We both answered the same way: we want a company that gives us a bigger purpose than ourselves. We want our jobs to be meaningful and make some decent money on the way. That means that we were looking for a company that will not just try to implement a CSR policy, but a company with a specific social purpose. From this point, we wanted to search for companies that don’t have a purpose or even have a negative impact but still try to hire us. How do they intend to do that?

Our approach

So we decided to think about companies that are the exact opposite of how we want to impact the world. And just out of curiosity, we visited their “career centres” to check what they could possibly say to attract talents. What surprised us is that they are claiming something they are not actually doing. So we wondered: Is it “the more they say the less they do? Are they bullshit companies? Here is a piece of our findings in some career centres:

· Monsanto

Monsanto’s Home page

First titles you’ll see are « Want to change the world”, “You’ll give farmers around the world the ability to grow more crops with less water”. You see our point? They are trying to hire us upon values that are appealing to us. However, when you look closely at the fact, the company’s behaviors are clearly the opposite of the values that are promoted. This company which is responsible for products like Roundup or the Orange agent, GMOs, is trying to lure graduates with a promise to “change the world”? Really?

  • Total

Here you will find words like these:

Total’s Career page

→ “contribute to a sustainable energetic future”

→ Total promotes the idea of formation, training, competitive conditions

→ Communicate about it CSR policy

The very same company is implicated in “oil in exchange of food” in Iraq. Only 8,9% of the employees are dedicated to new energies. There’s no sense of “contributing to a better world” when the company you work for is 90% dedicated to extracting fossil energy. In Total’s annual report, they specifically say “new energies” are only a complement of their core business which is dirty energies.

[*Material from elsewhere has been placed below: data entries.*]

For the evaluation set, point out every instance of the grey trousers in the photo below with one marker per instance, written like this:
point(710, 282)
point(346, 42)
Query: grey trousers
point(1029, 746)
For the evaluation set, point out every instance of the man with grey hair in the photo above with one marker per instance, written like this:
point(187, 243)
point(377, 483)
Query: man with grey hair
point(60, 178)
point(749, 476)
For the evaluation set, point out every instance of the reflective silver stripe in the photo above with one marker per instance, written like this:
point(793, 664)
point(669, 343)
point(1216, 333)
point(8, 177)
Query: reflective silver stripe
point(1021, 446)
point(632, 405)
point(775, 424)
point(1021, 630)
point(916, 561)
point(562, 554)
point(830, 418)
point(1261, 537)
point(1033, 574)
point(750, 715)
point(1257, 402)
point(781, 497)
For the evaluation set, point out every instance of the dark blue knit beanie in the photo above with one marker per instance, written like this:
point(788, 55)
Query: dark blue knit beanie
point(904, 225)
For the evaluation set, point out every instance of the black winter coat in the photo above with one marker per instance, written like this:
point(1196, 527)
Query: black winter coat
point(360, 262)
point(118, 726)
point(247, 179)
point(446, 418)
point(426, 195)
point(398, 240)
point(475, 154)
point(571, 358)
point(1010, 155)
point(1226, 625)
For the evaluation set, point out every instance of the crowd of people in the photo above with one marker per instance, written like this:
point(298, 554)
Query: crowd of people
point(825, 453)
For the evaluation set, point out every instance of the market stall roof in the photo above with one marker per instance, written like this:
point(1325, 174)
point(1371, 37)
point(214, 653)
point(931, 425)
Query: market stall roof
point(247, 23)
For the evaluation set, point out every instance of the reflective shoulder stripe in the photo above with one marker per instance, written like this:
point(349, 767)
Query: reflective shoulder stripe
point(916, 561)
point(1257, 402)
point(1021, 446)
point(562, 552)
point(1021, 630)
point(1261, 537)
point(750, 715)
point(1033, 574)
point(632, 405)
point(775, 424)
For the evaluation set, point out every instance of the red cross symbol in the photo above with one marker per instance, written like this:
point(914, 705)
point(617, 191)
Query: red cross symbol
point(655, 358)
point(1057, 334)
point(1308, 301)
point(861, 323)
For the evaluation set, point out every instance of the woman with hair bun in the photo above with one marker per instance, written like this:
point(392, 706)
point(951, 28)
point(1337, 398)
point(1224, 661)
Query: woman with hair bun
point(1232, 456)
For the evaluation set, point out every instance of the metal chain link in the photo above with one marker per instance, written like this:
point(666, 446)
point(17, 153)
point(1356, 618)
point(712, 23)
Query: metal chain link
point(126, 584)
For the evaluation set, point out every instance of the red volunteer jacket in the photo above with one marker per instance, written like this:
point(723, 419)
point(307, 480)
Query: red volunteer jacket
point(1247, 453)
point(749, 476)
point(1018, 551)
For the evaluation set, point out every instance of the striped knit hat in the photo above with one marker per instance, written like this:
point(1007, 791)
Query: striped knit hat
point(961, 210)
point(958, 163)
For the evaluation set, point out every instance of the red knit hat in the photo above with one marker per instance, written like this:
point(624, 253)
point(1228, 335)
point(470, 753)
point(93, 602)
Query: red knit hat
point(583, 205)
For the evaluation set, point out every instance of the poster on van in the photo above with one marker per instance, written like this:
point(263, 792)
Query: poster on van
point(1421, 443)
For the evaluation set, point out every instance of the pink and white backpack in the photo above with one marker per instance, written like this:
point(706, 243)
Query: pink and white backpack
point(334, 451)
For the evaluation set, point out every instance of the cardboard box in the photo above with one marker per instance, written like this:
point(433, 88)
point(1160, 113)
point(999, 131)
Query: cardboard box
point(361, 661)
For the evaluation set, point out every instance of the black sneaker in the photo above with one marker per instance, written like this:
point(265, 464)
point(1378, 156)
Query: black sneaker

Once again here, the picture Total is selling about itself is clearly not correlated with the reality of it activities.

What do we want?

Even if we do agree there can be some bullshit jobs, we mean to demonstrate that somehow what makes your job bullshit can clearly be linked to the company behavior. The simple fact that those companies outsell values they are not applying makes them “bullshit companies”. And in the end are they not bullshit from our point of view? Would the engineer who works on the development of a new sustainable energy at Total agree with us? Are our jobs really bullshit, if we are working as a consultant on a microcredit system? We don’t think so, even if Mr Graeber says it. So cut the crap. What we really want is consistency, you can be craftsman or consultant, a bio farm or A petroleum company, the only thing relevant is the outcome that you bring. Don’t lie about it. Being “bullshit” has more to do with what you claim than with what you actually do.